So if anyone can answer this if my baboois hissing at me is that a good sign? That means it can move it's fangs if she wanted to correct? Other than the smell and white gunk no other signs of nematodes are present. She just molted last week  4 days after I received her . She is close to 3.5-4 inches and very pretty.

---------- Post added 09-03-2011 at 12:27 PM ----------

http://s1194.photobucket.com/albums/aa375/dementsha/
New to this photo bucket stuff so bare With me. A few pics of what I was trying to describe but iPad don't have the best resolutions.


----------



## Ixithel (Sep 3, 2011)

*Jon3800*- will do! I just wish I had more time to try and water her with a syringe myself. Though when I do it pools up and she shows no sign of actually drinking it.

*8leglock* I know with Melly's white gloop every few days or so I would drop some water onto it and wait for it to become a gooey texture, then wipe at it with a wet Q tip. Occasionally swishing it around and then sucking it up with the syringe. Examining this under a microscope has shown mite-like critters but no nematodes at all. Doing this frequently got rid of the white completely as she has not had it for some time now. I also change her substrate frequently.

If the cage still smells it might be the OBT itself. I know Melly's cage had a rotten lilac scent to it UNTIL I removed her. I'm still confused to what the smell could mean but i'm guessing it might be some sort of bacterial infection as it comes out very rancid in her poo. If your OBT has what Melly has and it molted and is still uppity and fiesty then this could be a good sign. I think my Melly is simply too old to molt out and fight whatever might be killing her.
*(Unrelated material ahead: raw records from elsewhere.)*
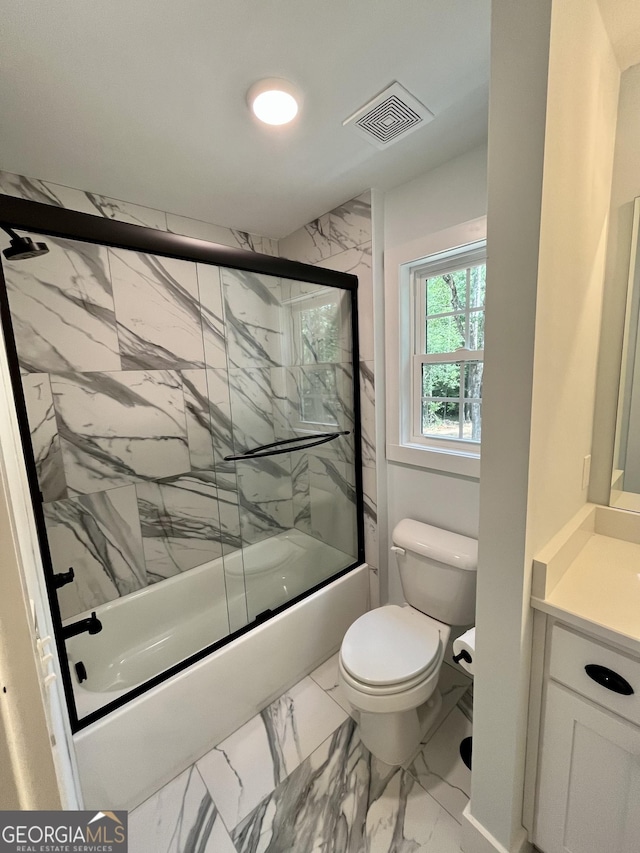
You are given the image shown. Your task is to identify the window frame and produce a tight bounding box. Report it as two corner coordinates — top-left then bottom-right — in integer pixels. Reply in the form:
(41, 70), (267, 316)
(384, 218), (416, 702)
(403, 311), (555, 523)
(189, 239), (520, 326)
(406, 241), (487, 454)
(384, 226), (487, 480)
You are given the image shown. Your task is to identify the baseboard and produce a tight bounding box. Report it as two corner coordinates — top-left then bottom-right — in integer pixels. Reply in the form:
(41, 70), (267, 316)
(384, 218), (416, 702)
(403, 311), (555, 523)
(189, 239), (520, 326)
(462, 803), (533, 853)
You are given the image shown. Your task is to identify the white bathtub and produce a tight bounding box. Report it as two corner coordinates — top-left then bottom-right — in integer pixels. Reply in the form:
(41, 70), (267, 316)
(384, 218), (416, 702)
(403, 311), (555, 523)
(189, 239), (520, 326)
(67, 531), (369, 809)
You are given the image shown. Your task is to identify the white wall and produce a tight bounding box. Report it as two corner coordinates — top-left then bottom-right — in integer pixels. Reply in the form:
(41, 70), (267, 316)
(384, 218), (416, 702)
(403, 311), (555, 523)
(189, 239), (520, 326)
(589, 65), (640, 504)
(463, 0), (618, 853)
(384, 146), (487, 603)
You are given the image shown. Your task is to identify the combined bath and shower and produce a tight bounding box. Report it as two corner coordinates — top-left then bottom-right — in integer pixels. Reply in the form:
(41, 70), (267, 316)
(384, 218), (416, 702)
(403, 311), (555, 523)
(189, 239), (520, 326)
(0, 225), (49, 261)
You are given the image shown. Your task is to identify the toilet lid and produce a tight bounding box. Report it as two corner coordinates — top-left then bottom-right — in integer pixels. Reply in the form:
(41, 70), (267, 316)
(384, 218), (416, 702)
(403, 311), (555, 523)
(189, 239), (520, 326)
(340, 604), (440, 685)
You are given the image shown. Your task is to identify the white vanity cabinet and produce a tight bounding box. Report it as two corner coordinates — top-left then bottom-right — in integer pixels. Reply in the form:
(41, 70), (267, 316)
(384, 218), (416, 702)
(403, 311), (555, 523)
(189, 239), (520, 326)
(533, 613), (640, 853)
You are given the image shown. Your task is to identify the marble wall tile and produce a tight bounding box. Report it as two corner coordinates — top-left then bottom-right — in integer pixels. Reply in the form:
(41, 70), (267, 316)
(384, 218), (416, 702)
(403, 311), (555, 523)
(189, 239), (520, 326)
(22, 373), (67, 502)
(278, 213), (331, 264)
(206, 370), (235, 471)
(86, 193), (167, 231)
(309, 455), (357, 554)
(322, 242), (374, 361)
(236, 454), (293, 545)
(362, 468), (380, 569)
(216, 470), (242, 555)
(221, 268), (284, 368)
(229, 367), (275, 453)
(196, 264), (227, 370)
(291, 452), (311, 534)
(51, 370), (190, 494)
(329, 191), (371, 250)
(180, 370), (214, 471)
(360, 361), (376, 468)
(0, 170), (95, 213)
(231, 720), (460, 853)
(44, 486), (147, 619)
(197, 678), (347, 828)
(129, 766), (236, 853)
(167, 213), (238, 249)
(109, 249), (205, 370)
(4, 237), (121, 373)
(136, 471), (222, 583)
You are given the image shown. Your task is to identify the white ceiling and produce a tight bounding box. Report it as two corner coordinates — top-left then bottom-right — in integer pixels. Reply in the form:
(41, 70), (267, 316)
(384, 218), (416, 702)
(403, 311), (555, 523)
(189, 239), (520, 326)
(0, 0), (490, 237)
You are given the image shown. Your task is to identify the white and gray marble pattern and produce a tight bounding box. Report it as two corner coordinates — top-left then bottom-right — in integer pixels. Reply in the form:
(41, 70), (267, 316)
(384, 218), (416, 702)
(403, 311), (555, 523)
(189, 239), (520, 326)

Nematodes and Melly's condition do not add up, so I wouldn't be too worried about it if it seems to be acting normal otherwise. I would try to get a good look at the goo under a microscope mixed with a little water to see what you find. If she eats then she might pull through. Melly can move her fangs but she has no strength to dig them into her prey.

With an OBT my method I used with Melly would be dangerous but if you're confident and know your T well I say go for it and I hope she doesn't turn out like mine


----------



## D3N2 (Sep 3, 2011)

Ixithel said:


> I hope she doesn't turn out like mine


Wellll.. Don't speak too early, Melly might still have a chance! 

I, too, have read this whole thread.  It took almost an hour and a half, but it's quite a story!  I don't think I would ever have the persistence to do what you have done, Ixithel.  Definitely props to that.  I do hope Melly makes it.  If she doesn't, at least her suffering would be over.

PS. What does rotten lilac smell like?


----------



## Ixithel (Sep 3, 2011)

helfaya said:


> Wellll.. Don't speak too early, Melly might still have a chance!
> 
> I, too, have read this whole thread.  It took almost an hour and a half, but it's quite a story!  I don't think I would ever have the persistence to do what you have done, Ixithel.  Definitely props to that.  I do hope Melly makes it.  If she doesn't, at least her suffering would be over.
> 
> PS. What does rotten lilac smell like?


I re-soaked her paper towels and put her somewhere warm so hopefully she pulls through.

Rotten lilac smells like...lilacs that have been baking in the sun too long with sour undertones? 

and thanks for taking the time to read through this. Lots of people skim the front and accuse me of being a horrible T owner lol

---------- Post added 09-03-2011 at 12:35 PM ----------

Also. Some may not agree with this but I have her over a heating pad. It doesn't get very hot and her ICU enclosure is lifted so it's not directly on it. Once it warmed up she seems to have uncurled...she will be closely monitored throughout the day. I will not let her get too hot but right now it seems to be helping...the paper towels were so cold before.


----------



## Ixithel (Sep 4, 2011)

She was pulled from the heating pad around 3 and has been near my computer. She's half way laying on her side right now... i'm going to attempt to hydrate her by syringe


----------



## 0siris (Sep 4, 2011)

That video was sad. I know you don't want to give up on her, but I urge you to consider that if you think for a moment if she is suffering, consider the freezer.

I'll admit I did not read all of the 16 pages of this thread but I have been roughly following her progress (way from the beginning when she had the discharge from her mouth) but I thought I would throw that out there.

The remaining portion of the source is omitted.